Pare comunque certa una forte reazione dell’Unione europea alla decisione della Svizzera di porre un tetto agli immigrati. Ad una limitazione della libertà di movimento dei cittadini dell’Unione in territorio elvetico potrebbe seguire la revisione di tutti gli accordi esistenti e in discussione tra la Confederazione elvetica e l’Unione europea.
Per domani è in calendario la firma dell’accordo istituzionale Ue-Svizzera per adattare il corpo legislativo elvetico a quello dell’Unione, ma ora quella firma potrebbe essere a rischio. Non sono pochi i dossier aperti tra la Ue e Berna che ora ha tre anni di tempo per dare seguito al risultato del referendum, ma intanto è invitata a fornire chiarimenti.
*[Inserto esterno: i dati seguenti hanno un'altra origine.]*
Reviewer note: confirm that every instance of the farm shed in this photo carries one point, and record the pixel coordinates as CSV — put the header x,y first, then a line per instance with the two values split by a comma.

Da Bruxelles si fa notare che il negoziato sui nuovi accordi «parte in salita» e «non sotto i buoni auspici». Non si nasconde il «profondo rammarico» per l’esito del referendum che ha visto sconfitto il governo elvetico e vincente il partito antieuropeo dell’Unione democratica di centro (Udc).
80.000 posti in bilico
«È andato contro il principio – si legge in un comunicato della Commissione Ue – della libera circolazione delle persone fra l’Unione europea e la Federazione elvetica». Un principio «sacro» per l’Unione. «L’iniziativa svizzera avrà delle conseguenze nell’ambito dei rapporti con i Paesi membri» sottolinea il commissario europeo per la Giustizia, Viviane Reding: «La Svizzera non poteva aspettarsi di godere dei benefici del libero scambio con l’Ue, senza accettare la libertà di movimento. O si accettano gli accordi nella loro totalità o si lascia perdere tutto».
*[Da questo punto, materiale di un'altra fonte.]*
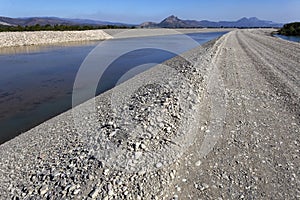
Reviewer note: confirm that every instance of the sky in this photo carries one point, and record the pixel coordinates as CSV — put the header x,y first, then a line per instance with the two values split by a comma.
x,y
138,11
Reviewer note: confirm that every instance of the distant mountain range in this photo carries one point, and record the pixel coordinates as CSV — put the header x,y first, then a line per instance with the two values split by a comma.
x,y
175,22
170,22
30,21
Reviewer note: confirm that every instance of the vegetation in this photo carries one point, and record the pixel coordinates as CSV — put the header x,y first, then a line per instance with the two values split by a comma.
x,y
61,27
290,29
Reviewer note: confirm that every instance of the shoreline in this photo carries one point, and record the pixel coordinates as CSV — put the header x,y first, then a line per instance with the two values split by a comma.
x,y
260,82
21,39
44,38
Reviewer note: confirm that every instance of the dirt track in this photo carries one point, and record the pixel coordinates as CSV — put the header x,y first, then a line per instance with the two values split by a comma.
x,y
257,155
249,108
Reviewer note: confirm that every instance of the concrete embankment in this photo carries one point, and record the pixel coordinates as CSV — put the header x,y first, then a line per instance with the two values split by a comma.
x,y
221,121
13,39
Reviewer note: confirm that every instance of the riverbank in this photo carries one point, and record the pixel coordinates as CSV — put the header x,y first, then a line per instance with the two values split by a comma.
x,y
13,39
223,124
37,38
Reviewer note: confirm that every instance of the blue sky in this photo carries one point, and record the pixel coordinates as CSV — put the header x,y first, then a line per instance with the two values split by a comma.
x,y
137,11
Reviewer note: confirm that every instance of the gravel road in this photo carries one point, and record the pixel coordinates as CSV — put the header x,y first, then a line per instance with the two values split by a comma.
x,y
224,124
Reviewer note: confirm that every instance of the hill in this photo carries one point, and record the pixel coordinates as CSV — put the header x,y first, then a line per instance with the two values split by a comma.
x,y
175,22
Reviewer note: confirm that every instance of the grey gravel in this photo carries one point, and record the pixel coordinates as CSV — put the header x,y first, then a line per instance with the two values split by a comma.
x,y
255,157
Insomma, aver posto i limiti alla libera circolazione per i cittadini comunitari non sarà indolore per la stessa Svizzera. Lo conferma il presidente del Parlamento europeo Martin Schulz. «È difficile – ha spiegato il socialdemocratico tedesco candidato alla carica di presidente della Commissione dal partito socialista europeo – limitare la libera circolazione delle persone e non limitare la libera circolazione dei servizi». «Se la Svizzera non è più in grado di soddisfare le condizioni dell’accordo sulla libera circolazione delle persone – ha osservato – tutti gli altri accordi firmati nel 1999 sono in pericolo, in base a una clausola che li lega insieme».
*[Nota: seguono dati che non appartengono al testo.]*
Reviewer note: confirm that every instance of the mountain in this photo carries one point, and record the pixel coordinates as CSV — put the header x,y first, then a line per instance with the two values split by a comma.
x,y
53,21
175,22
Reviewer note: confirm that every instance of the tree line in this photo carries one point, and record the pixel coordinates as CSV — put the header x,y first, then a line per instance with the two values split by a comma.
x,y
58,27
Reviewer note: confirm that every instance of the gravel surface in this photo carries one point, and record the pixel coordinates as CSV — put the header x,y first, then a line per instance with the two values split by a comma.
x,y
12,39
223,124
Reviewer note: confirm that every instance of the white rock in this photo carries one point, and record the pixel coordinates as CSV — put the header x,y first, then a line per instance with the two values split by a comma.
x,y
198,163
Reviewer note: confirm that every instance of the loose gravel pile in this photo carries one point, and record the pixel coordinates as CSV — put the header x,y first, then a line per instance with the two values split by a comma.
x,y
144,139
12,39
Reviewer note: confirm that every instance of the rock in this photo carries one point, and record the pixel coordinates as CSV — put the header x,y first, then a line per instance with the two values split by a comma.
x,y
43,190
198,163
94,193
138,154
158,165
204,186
Reagiscono anche le cancellerie europee. «Il governo tedesco prende atto del risultato e lo rispetta, ma dal nostro punto di vista è chiaro che ciò pone problemi considerevoli» ha commentato il portavoce della cancelliera tedesca Angela Markel, Steffen Seibert. «Le relazioni che legano la Svizzera all’Unione europea apportano grandi vantaggi alle popolazioni delle due parti e la libera circolazione è il cuore di queste relazioni» ha proseguito Seibert. «Il nostro interesse resta quello di mantenere più saldo possibile il legame tra la Svizzera e l’Unione europea». È netto anche il giudizio del ministro degli esteri francese, Fabius che considera l’esito del referendum «una cattiva notizia per l’Europa» che «ora dovrà rivedere i suoi rapporti con la Federazione elvetica». «Ma – aggiunge – è una cattiva notizia anche per la Svizzera che, circondata interamente da paesi dell’Ue, si chiuderà in se stessa penalizzando l’economia». Non va dimenticato, infatti, che l’Ue è il primo partner commerciale della Svizzera e che il clima di incertezza legato all’introduzione delle quote per gli immigrati, secondo gli economisti del Credit Suisse, potrebbe portare ad un taglio di 80mila posti di lavoro in tre anni. Tra i Paesi più coinvolti vi è l’Italia. Esprime forte preoccupazione la responsabile della Farnesina, Emma Bonino. «A Bruxelles – afferma – si stanno valutando anche le eventuali conseguenze sui rapporti di tipo fiscale fra Ue e Svizzera». In ballo vi è il destino degli oltre 60mila «frontalieri» italiani che ogni giorno attraversano il confine elvetico.